Pittura anticondensa, dove utilizzarla

Quando si abita o si frequentano luoghi umidi come la cucina (a causa dei vapori provocati dal cibo cucinato) o il bagno (a causa dei vapori emanati dalla doccia) è probabile che questi possano essere oggetto di spiacevoli condense che provocano a lungo andare l’insorgere di muffe.

Le muffe nascono e proliferano soprattutto a ridosso dei muri più freddi della stanza (principalmente attorno alle finestre ed i serramenti) e negli angoli meno esposti alla luce del giorno. Ma questa fastidiosa e potenzialmente dannosa problematica può essere facilmente risolta con l’applicazione sui muri di speciali e specifiche pitture anticondensa.
Questo articolo si propone di esporre le principali caratteristiche ed i corretti utilizzi di una pittura anticondensa.

Pittura anticondensa: cos’è? A cosa serve?

In una stanza la condensa si crea nel momento in cui la temperatura raggiunge il cosiddetto punto di rugiada ed il vapore acqueo naturalmente contenuto nell’aria (soprattutto in ambienti molto umidi) si trasforma in piccole goccioline che, a causa della forza di gravità, scorrono sui muri e si accumulano in specifici punti. L’acqua così accumulata non riesce ad evaporare correttamente perché l’atmosfera esterna risulta già satura di acqua e ristagna aprendo le porte all’insorgenza di spiacevoli muffe. La presenza di muffa, oltre che alla pericolosità per la salute, può rovinare le finiture, i serramenti e i muri provocando crepe, scanalature o veri e propri distacchi di vernice e pittura dai muri.
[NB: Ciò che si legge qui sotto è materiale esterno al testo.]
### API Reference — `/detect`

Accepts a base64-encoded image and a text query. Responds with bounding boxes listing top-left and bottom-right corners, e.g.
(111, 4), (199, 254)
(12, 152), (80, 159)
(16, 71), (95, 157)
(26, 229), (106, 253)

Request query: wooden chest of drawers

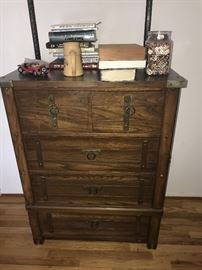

Molto spesso in passato, per far fronte a questi stati di necessità, venivano utilizzate delle pitture antimuffa molto aggressive che, oltre ad essere colme di potenti e tossici additivi chimici, rimuovevano la muffa solo in maniera temporanea e non garantivano l’effettiva eliminazione totale della stessa. Nell’ultimo periodo si sono sviluppate altre metodologie più efficaci per rimuovere la muffa che agiscono in maniera preventiva e non solo successiva all’insorgenza della muffa.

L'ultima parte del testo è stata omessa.